Propspeed: An Important Part of Winterization
Planning for spring now creates win–win outcomes for boatyards and customers alike. Rhode Island native Keith Mayes shares pro tips for this cooler time of year.
Winterization refers to the process of preparing something for winter. It could be your summer home; it could be your car. Of course, when we talk about winterizing, we mean boats—specifically, readying a boat’s mechanical systems for below-freezing temperatures. Why? Because freezing can cause mechanical systems, hoses and other fittings to crack.
Winterization is a major part of a boatyard’s fall and early-winter workload, as boats residing in cold climates all need to be winterized, whether they’re stored indoors or out. Given the many different systems found across boats, both power and sail, flushing engines with antifreeze can be quite a challenge. Add to this the fact that many boats are staying in the water longer and getting hauled at the last minute, and there’s even more pressure on crews to complete their work, as a freeze can set in quickly.
To get ahead of the workload during the busy spring-launch season, many yards sand boat bottoms and remove anodes during the fall, saving themselves hours of prep later on. And because workloads across departments can vary wildly—the mechanical department may be rushed off its feet while the paint department is painfully slow—boatyards are always looking for additional revenue streams. Propspeed, the industry gold standard in foul-release coatings for underwater metals, is one such revenue generator.
Keith Mayes, East Coast sales rep at Oceanmax, the makers of Propspeed, says, “I’ve been involved in many aspects of winterization, from flushing engines to prepping bottoms for spring paint and running gear for Propspeed. Normally, the process begins as soon as a boat arrives at the yard in the fall, which is sometimes as early as Labor Day, but some yards store over 300 boats, so the process can take weeks.”
So when should you start winterizing? The answer will vary, says Keith. “Some falls in New England, daytime temperatures stay well above 50 degrees Fahrenheit into November and beyond. But, in saying that, some falls are terribly cold and wet.” Because of this, indoor storage is a must in New England. “Without heated buildings, yards would never get all of their winter work done in time for spring.”

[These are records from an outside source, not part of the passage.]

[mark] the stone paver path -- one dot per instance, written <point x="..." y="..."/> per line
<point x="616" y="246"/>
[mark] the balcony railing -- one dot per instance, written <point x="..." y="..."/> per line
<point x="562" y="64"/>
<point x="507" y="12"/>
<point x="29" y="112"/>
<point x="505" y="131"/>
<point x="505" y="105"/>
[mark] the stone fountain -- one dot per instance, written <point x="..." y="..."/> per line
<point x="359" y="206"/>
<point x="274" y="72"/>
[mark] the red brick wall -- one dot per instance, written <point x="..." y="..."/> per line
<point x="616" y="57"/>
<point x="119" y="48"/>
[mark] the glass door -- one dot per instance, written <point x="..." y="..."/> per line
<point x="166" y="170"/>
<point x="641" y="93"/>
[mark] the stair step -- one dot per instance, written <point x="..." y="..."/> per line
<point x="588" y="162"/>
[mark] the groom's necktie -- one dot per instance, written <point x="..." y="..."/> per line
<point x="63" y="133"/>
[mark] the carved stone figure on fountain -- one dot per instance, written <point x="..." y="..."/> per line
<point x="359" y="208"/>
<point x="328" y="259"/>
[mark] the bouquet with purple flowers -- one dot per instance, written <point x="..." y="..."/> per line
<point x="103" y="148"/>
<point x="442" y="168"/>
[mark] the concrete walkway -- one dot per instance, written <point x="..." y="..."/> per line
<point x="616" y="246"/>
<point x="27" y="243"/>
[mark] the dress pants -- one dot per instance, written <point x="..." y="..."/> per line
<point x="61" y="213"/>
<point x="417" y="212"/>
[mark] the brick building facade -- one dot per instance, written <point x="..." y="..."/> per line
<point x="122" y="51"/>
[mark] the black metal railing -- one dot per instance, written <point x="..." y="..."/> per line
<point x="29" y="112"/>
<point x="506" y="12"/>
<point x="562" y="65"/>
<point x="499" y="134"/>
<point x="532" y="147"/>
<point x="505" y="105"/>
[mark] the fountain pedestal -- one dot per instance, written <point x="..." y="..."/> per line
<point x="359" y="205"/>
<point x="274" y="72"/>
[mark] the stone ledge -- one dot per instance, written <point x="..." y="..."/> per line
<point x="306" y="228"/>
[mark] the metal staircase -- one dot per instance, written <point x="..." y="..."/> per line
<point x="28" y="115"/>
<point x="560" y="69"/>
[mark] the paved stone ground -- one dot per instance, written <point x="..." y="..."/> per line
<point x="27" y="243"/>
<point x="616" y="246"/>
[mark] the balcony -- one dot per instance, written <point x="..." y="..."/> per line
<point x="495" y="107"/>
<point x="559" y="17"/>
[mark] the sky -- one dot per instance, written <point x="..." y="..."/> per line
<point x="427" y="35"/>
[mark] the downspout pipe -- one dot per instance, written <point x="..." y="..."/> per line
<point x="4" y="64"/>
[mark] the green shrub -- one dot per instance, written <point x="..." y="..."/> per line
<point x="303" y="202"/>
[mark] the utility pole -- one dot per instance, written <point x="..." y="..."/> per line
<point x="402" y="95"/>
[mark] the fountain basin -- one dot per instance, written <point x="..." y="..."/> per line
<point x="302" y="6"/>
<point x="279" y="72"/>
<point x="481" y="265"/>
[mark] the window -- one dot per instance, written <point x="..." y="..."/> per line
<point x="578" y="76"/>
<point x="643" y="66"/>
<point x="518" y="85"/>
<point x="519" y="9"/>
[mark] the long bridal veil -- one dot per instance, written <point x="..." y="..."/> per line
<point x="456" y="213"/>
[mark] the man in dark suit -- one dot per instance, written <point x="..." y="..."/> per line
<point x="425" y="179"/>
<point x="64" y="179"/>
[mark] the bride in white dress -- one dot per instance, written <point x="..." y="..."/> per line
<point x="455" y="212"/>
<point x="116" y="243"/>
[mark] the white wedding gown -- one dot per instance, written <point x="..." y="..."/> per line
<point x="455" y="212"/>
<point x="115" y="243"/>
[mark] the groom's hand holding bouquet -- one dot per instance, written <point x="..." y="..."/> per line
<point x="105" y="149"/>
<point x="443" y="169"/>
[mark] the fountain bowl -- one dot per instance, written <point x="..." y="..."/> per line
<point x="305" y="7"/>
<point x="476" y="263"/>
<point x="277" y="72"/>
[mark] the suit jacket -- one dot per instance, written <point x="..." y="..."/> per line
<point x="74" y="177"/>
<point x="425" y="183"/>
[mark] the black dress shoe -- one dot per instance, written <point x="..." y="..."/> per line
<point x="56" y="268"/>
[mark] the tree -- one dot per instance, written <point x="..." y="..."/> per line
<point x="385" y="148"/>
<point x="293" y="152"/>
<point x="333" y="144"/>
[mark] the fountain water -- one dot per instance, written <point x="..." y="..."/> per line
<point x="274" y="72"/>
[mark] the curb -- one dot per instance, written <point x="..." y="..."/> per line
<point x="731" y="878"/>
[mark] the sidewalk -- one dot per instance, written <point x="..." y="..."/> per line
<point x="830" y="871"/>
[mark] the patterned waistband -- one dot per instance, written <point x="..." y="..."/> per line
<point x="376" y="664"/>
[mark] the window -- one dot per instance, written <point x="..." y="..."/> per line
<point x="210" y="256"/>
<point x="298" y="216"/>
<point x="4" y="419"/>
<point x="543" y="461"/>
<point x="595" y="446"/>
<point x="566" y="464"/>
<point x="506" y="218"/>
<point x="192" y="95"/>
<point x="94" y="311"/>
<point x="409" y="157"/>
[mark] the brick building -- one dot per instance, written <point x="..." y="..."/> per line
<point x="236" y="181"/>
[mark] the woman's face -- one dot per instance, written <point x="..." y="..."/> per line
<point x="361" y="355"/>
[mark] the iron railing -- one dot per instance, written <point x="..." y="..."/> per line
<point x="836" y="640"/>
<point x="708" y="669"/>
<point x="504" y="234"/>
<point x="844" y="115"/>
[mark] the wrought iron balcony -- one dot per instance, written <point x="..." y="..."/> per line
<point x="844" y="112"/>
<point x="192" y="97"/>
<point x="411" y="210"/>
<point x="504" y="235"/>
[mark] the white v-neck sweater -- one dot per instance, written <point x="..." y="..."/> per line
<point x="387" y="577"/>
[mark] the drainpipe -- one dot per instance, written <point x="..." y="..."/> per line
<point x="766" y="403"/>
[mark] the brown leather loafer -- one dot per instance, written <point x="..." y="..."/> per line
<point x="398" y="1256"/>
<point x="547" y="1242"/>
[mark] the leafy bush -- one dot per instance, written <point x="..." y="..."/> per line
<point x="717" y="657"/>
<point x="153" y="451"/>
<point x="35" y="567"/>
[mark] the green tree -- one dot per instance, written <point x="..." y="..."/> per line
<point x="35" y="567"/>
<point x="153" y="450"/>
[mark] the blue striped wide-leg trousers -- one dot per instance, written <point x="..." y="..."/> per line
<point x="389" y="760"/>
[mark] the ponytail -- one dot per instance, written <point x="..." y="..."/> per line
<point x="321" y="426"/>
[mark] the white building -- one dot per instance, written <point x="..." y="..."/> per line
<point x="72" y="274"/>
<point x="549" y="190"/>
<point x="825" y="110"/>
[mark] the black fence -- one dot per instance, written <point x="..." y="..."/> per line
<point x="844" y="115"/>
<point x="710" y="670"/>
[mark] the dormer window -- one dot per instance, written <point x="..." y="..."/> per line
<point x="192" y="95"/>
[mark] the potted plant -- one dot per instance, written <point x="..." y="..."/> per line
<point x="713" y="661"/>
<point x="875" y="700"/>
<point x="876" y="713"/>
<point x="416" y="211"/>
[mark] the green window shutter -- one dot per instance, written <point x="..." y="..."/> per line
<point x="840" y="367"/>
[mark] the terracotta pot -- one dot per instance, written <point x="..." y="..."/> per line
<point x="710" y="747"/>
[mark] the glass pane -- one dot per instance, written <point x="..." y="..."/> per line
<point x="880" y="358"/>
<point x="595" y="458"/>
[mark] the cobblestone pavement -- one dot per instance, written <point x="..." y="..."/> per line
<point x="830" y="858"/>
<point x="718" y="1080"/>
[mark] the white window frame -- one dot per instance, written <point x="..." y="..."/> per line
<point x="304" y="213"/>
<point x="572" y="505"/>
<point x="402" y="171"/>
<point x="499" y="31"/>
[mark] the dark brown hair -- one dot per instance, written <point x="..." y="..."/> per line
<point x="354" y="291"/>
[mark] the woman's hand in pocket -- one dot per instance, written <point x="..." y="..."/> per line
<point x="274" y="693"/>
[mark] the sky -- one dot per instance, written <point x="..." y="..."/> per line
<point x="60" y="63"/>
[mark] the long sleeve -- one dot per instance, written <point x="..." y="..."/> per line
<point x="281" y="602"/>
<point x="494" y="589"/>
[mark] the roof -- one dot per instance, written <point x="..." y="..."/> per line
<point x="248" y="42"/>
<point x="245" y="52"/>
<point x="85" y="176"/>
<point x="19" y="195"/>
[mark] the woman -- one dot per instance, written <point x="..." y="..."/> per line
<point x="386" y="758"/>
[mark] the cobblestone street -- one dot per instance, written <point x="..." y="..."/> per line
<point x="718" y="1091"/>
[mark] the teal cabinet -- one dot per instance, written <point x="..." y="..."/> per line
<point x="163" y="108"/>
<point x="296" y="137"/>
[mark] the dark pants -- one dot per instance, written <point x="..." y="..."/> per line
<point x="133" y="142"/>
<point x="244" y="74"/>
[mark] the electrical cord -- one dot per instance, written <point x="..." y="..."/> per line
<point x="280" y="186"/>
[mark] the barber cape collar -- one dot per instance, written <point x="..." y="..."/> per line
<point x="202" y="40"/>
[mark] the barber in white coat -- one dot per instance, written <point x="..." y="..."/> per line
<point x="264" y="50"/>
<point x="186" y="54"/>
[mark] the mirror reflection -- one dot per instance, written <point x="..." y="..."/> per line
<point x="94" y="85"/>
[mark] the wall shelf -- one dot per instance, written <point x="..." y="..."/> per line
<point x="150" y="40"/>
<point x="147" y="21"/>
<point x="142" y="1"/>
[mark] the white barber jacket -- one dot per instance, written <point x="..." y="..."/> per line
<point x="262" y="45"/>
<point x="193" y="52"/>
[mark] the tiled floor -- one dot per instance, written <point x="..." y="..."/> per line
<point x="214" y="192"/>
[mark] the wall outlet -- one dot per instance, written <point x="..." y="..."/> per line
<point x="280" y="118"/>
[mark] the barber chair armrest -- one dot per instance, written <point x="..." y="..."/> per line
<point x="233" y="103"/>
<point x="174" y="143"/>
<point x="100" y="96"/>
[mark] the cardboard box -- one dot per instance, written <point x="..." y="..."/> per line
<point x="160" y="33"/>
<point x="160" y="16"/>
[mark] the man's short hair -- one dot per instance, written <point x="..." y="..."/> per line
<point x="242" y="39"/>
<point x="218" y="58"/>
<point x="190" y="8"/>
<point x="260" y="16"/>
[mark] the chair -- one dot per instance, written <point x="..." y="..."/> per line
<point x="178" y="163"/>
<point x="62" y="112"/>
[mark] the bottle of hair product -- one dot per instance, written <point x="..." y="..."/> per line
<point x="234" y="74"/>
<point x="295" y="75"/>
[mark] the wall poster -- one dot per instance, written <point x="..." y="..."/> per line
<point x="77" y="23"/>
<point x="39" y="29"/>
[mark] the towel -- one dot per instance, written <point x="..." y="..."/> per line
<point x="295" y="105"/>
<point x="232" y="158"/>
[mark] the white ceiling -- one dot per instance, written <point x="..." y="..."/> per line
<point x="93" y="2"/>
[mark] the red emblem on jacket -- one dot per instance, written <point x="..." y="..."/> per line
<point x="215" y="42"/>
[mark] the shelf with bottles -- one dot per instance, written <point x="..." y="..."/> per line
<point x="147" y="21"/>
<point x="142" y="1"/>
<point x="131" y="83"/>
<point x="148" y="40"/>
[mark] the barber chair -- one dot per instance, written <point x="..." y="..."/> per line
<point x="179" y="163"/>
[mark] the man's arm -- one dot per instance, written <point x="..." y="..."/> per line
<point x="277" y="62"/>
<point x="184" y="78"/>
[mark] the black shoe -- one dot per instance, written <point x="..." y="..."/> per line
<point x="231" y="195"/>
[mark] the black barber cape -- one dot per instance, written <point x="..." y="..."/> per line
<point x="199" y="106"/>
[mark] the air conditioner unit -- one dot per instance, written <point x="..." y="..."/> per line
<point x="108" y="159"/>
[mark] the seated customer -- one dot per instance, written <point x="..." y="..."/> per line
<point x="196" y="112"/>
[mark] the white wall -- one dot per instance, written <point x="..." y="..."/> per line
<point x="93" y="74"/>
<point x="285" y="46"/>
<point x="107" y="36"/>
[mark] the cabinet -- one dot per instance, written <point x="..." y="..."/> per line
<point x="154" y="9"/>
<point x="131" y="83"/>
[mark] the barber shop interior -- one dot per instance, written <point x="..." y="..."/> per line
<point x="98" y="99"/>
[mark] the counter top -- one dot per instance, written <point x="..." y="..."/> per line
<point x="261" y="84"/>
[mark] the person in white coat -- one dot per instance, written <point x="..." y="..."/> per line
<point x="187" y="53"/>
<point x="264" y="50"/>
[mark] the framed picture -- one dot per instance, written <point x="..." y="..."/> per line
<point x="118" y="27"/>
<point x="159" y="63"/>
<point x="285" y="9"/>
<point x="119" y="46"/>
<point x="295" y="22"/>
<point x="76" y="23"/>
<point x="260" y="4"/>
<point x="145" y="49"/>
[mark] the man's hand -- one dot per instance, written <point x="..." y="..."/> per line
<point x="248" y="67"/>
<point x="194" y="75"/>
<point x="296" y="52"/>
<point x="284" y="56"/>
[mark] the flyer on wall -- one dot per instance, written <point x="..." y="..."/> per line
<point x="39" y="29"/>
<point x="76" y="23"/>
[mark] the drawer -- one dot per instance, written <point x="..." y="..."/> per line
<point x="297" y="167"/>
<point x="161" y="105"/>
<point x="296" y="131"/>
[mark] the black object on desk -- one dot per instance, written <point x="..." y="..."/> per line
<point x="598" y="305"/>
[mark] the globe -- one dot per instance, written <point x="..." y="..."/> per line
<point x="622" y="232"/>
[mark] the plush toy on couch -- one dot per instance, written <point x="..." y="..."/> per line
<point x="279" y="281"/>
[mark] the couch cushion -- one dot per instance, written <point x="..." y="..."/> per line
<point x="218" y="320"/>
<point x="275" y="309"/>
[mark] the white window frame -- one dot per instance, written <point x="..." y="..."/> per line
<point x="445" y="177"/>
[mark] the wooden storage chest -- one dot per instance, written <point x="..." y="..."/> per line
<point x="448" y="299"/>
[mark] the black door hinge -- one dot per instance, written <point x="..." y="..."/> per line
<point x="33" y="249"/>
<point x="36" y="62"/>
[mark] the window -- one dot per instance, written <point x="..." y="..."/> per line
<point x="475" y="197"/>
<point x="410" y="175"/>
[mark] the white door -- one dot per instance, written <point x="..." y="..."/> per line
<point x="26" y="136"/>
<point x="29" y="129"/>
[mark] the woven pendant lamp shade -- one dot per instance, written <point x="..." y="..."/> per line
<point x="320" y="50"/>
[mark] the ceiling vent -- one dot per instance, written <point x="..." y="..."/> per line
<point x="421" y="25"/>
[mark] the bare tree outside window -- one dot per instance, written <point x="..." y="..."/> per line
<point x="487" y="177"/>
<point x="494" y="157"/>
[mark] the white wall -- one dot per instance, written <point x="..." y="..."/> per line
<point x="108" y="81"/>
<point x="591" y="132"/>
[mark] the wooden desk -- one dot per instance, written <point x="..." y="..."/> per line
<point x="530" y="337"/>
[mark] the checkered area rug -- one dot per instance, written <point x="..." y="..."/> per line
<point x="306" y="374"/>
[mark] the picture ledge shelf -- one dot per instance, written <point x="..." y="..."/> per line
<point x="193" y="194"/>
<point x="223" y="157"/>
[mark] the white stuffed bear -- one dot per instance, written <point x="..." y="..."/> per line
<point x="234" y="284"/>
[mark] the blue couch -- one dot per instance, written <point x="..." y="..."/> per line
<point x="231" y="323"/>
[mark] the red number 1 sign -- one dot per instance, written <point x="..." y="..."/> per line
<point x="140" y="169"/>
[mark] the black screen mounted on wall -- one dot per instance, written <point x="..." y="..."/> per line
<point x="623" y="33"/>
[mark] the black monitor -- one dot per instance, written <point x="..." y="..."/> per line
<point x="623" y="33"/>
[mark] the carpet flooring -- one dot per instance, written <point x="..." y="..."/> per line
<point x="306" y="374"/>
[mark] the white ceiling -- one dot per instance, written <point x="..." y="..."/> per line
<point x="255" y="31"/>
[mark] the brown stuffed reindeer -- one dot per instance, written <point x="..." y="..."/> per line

If you’re in an unheated building, Keith has this pro tip: “We’ve used oil heaters or torpedo heaters to heat the running gear and surrounding area the night before the application.” Just be sure not to heat any of Propspeed’s components, Keith cautions. “Propspeed performs best between 50 and 90 degrees. Most yards have it either in the stock room or another controlled environment, away from freezing temperatures or excessive heat.”
Contrary to what one might expect, daytime temps in the Northeast are actually higher in the fall than in spring, so now is the perfect time to apply Propspeed. That way, the only underwater job left to do is bottom paint. Drying time in between coats will increase, however, so perform a touch test before applying the next layer. Three to five minutes may be sufficient at 80 degrees Fahrenheit, but at 50 degrees, you could be looking at as long as 10 minutes between each coat.
Bear in mind that the temperature of the surface to be coated is just as important as the air temperature. “When training an individual, I always carry a thermal gun to check temps,” says Keith. “Most, if not all, mechanical departments will have one available.”